As you progressively add cases to reliably parse all types of module imports (and there are many, including fun edge cases), you’ll realize a RegExp doesn’t scale and becomes too complex to manage. But nothing prevents you from introducing an ECMAScript-compliant parser (meriyah, acorn, swc) that does the job for you. The best part: it stays hidden inside the internals of your use case, allowing infinite refactoring and improvement.

I won’t go into the parser implementation itself (you can check skott’s source code for a complete example), but hopefully you can now imagine the next steps, and see the advantages TDD brings.

Wrap up

By working through a few use cases, we saw how Test-Driven Development incrementally drives the development of a feature.

Not only does it surface constraints very early thanks to the feedback loop, it also naturally forces us to make the code easily testable (fast, isolated, repeatable) via Dependency Injection. It reduces the complexity we deal with at each new step, while going faster and safer. And we can abuse heavy refactoring phases to make the code cleaner (clean code and great design being prerequisites for efficient refactoring), confident the system behavior still matches our expectations.

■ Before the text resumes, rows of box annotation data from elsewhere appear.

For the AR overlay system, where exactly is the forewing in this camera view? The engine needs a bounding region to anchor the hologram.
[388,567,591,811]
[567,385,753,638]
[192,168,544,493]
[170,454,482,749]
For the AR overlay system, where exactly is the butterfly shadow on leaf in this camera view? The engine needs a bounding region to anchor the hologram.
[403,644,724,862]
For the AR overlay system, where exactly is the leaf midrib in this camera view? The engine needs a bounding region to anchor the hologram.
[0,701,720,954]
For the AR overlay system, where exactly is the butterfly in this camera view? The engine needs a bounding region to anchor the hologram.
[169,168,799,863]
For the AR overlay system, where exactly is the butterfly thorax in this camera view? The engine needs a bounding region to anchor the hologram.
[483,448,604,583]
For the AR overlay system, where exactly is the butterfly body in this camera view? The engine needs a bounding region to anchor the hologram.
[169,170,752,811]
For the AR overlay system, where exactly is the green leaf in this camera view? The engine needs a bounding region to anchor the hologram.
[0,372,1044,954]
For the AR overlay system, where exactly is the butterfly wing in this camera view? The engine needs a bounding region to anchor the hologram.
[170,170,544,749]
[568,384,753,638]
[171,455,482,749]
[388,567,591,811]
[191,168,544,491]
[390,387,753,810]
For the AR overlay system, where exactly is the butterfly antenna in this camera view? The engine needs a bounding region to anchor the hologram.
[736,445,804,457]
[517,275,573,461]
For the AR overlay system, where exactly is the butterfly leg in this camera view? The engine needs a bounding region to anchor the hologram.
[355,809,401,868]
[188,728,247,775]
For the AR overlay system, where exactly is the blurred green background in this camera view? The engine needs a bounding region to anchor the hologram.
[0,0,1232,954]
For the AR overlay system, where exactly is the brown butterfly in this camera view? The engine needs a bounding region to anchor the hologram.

Personal take: I would not feel confident with skott’s features if I hadn’t built 130+ unit tests with Test-Driven Development. Features can be added without fear, and refactoring done with ease and confidence.

This doesn’t mean skott can’t produce bugs: it means that for the use cases skott is expected to handle, it most likely works as expected. A bug will usually be a missing system behavior or edge case. And that’s fine: to fix it, you just add the test case reproducing the missing behavior, and let the TDD flow.

This was the final chapter of the journey of building skott. The whole project is open source on GitHub.